# RRR maverick



## stirlingmoss (Aug 24, 2012)

Just don't know how someone could charge over $50.00 for a 12.00 body? Soon these will be plentiful on jag hobbies and elsewhere.
And who is paying that ridiculousness price anyway?


----------



## Bubba 123 (Sep 10, 2010)

stirlingmoss said:


> Just don't know how someone could charge over $50.00 for a 12.00 body? Soon these will be plentiful on jag hobbies and elsewhere.
> And who is paying that ridiculousness price anyway?

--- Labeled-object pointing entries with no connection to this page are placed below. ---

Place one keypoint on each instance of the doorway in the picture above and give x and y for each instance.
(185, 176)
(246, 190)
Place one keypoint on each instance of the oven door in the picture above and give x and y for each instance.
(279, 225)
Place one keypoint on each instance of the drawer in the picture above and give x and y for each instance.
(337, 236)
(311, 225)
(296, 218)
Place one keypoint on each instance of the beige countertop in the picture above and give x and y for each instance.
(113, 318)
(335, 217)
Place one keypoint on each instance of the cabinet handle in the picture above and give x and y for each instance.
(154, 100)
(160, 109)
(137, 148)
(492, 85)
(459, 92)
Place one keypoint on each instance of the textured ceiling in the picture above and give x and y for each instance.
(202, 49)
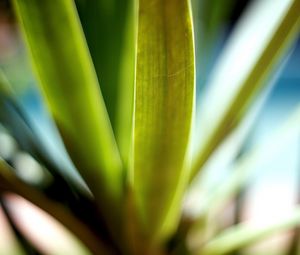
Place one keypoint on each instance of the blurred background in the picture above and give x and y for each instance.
(271, 192)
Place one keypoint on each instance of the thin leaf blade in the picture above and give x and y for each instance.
(68, 81)
(281, 32)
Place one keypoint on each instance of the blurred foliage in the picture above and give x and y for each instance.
(119, 80)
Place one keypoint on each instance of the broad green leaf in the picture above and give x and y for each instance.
(109, 30)
(68, 81)
(9, 182)
(245, 234)
(238, 80)
(163, 111)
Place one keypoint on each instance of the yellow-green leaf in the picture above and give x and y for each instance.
(164, 101)
(69, 84)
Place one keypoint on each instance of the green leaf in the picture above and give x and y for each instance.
(246, 166)
(109, 30)
(164, 102)
(237, 81)
(68, 81)
(245, 234)
(9, 182)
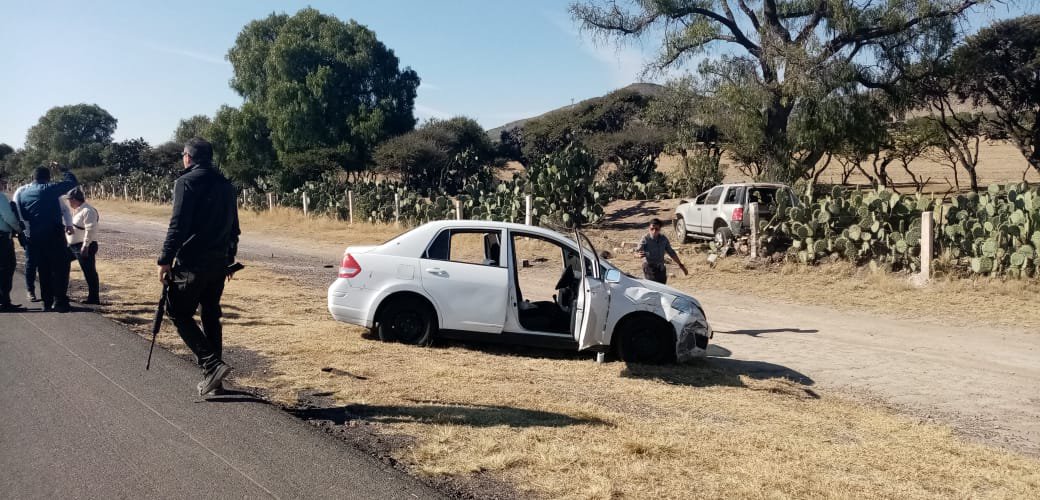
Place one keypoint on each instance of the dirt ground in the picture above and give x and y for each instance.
(978, 376)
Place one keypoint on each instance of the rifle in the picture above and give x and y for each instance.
(160, 311)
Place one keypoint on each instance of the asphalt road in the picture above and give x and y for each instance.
(80, 418)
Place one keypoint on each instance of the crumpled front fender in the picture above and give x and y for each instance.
(692, 329)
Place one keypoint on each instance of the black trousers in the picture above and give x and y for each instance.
(6, 267)
(51, 253)
(89, 267)
(655, 272)
(198, 290)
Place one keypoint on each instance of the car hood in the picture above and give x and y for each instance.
(660, 288)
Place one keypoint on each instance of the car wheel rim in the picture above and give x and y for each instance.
(408, 326)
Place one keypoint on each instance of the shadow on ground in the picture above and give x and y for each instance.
(451, 414)
(717, 371)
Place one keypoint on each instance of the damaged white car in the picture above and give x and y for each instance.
(513, 283)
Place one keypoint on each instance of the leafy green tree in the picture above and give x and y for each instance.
(999, 67)
(126, 156)
(328, 90)
(788, 56)
(242, 147)
(441, 155)
(75, 134)
(609, 117)
(197, 126)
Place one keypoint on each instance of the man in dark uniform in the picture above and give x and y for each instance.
(652, 248)
(39, 203)
(201, 242)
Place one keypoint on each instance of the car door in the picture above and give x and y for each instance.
(708, 210)
(464, 272)
(593, 300)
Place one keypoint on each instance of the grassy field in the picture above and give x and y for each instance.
(566, 427)
(572, 428)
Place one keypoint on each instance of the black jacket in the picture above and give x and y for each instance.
(203, 232)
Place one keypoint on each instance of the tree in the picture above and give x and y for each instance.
(789, 56)
(242, 147)
(126, 156)
(328, 90)
(609, 117)
(441, 154)
(197, 126)
(999, 67)
(73, 134)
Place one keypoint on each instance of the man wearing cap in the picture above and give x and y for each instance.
(9, 228)
(201, 242)
(40, 205)
(83, 241)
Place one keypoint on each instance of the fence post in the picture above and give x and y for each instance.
(753, 217)
(927, 239)
(349, 205)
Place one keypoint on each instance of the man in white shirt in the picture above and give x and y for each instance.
(83, 241)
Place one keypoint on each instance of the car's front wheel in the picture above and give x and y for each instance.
(407, 320)
(646, 339)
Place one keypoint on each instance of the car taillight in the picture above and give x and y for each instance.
(349, 267)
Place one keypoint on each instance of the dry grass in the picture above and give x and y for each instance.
(572, 428)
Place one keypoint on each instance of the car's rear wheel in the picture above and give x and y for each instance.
(679, 228)
(407, 320)
(646, 339)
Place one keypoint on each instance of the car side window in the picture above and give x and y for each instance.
(713, 195)
(467, 246)
(734, 195)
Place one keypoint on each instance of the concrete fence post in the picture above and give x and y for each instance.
(396, 209)
(927, 239)
(753, 219)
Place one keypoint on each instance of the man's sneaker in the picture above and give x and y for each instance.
(212, 380)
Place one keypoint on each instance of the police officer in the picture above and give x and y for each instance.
(201, 242)
(40, 205)
(9, 228)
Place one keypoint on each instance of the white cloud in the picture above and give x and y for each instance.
(191, 54)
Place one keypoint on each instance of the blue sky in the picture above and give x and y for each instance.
(152, 63)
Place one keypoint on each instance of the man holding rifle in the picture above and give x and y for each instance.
(201, 243)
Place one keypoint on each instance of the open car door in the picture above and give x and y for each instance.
(593, 300)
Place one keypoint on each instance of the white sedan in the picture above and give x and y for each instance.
(513, 283)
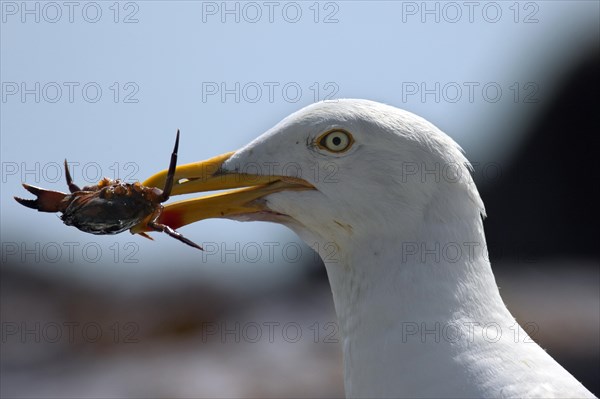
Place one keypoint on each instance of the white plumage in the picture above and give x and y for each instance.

I "Think", chassis & custom wheels/tires come with it too (??)

Bubba 123 :wave:


----------



## stirlingmoss (Aug 24, 2012)

Bubba 123 said:


> I "Think", chassis & custom wheels/tires come wit it too (??)
> 
> Bubba 123 :wave:


that shouod come to around 20 bucks or so then add the 12.00 body..
im talking about the body only...
by the way those rrr wheels look great but are horrible on the track.


----------



## brownie374 (Nov 21, 2007)

Dont like the price dont buy it.The guy is fishing you throw out the bait and sometime you catch one sometimes you don't!


----------



## vaBcHRog (Feb 19, 2003)

Its not a $12.00 body. The body Kit is $20.00 which is reasonable for all the parts you get. Add a chassis 12-15.00 plus wheels and tires $7.50 that puts you at $42.50 add $*.00 to put everything together and $50.00 is a reasonable price.


----------



## Bubba 123 (Sep 10, 2010)

vaBcHRog said:


> Its not a $12.00 body. The body Kit is $20.00 which is reasonable for all the parts you get. Add a chassis 12-15.00 plus wheels and tires $7.50 that puts you at $42.50 add $*.00 to put everything together and $50.00 is a reasonable price.


RRR bodies have always been $$, BUT, look at the detailing......
plus I'm assuming: "Made In USA" on the body.....
so, we Americans (I am a US Army Vet before this gets misinterpreted )
have a HIGH-Cost of living & producing in the world's economy areas....

so, IF you want it made in the USA, AND want some of the BEST-Quality
in a product.... it costs a "Bit" More .....

I believe the RRR bodies I've bought from a Well-Known Dealer on here.
were about $18 each, and THAT was a few years back...

Look @ MEV products, I've only been able to afford their "Blems" from Joe & (R.I.P.  ) Jerry....

just My thoughts, other's may vary :thumbsup:
it ALL boils down to; "How MUCH Do YOU Want It????.."

Bubba 123 :wave:


----------



## stirlingmoss (Aug 24, 2012)

I know all about resin bodies, I used to cast my own using 2 part molds back in the day. And all my bodies were cast in color, I even would cast flames in the body.
Phil pignon and even Alan galinko purchased a few from me, and tail lights fade still uses few re-popped molds I had made.
I went by the name "gg32" on flebay
By the way what happened to MeV?


----------



## vaBcHRog (Feb 19, 2003)

Phil is not producing any resin bodies anymore, all of his bodies now are injection molded. 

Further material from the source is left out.